I'd read that Darrow and Pearce definitely thought she was miscast. She definitely overdid it both ways. Just checked the blog I did last time I did a run through of episodes and I wrote that she's too annoying as Piri and too arch as Cancer. I did argue that her performance is so camp it almost works. Almost is doing a lot of heavy lifting here. She does get the most hilarious death scene in all of Blakes 7 mind you.
I didn't mind her too much as Piri -- she was whiny and useless, but the character was supposed to be whiny and useless -- but she was unwatchably dreadful as Cancer. Didn't they audition her for both parts beforehand? Why did they even cast her?
Also, if her poisonous brooch-creature thing is meant to be a crab (Cancer), why does it look like a toy spider? For that matter, why is a super-secret anonymous assassin so invested in branding? Although maybe it's specifically so that she can use the Cancer facade as a decoy, as she did here.

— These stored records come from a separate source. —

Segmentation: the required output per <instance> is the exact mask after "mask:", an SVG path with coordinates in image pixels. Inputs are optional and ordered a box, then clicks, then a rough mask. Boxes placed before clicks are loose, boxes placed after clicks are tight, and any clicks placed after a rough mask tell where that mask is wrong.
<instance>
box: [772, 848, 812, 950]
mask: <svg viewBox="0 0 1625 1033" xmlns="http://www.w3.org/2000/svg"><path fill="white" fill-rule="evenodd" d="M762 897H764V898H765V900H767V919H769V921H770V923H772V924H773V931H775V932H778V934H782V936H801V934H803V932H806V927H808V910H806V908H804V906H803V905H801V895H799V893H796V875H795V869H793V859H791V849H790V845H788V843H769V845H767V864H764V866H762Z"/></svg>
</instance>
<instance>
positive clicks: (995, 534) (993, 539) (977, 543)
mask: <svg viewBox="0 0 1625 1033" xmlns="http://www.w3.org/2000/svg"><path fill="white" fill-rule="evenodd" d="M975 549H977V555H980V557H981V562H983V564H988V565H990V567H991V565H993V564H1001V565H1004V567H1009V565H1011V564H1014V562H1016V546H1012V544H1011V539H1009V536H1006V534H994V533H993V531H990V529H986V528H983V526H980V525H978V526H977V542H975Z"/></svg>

But then, presumably she would've had a decoy Cancer already instead of having to buy one from the slavers. (And does her black ship have weird black controls which are labeled in black on a black background with a small black light that lights up black to let you know you’ve done it? What is this, some kind of intergalactic hyper-hearse?)
Still, I think "Assassin" mostly works aside from her. It's the first episode that lets Soolin shine as a character in her own right rather than just a stand-in reading Cally's lines, and it's got Richard Hurndall as a character that you can easily imagine is the First Doctor undercover (presuming he used respiratory cutoff to feign death and for some reason had the TARDIS stowed in the hold so he could escape before the ship blew up). I also like it that Avon proves capable of altruism after all. I prefer that nuanced portrayal to the ruthless caricature of "Stardrive."
It has a lot of Star Wars style screen wipe transitions as well.
I always find it ironic when people use "Star Wars style" to describe something that Star Wars did as an homage to the style of something decades older, in this case 1930s movie serials.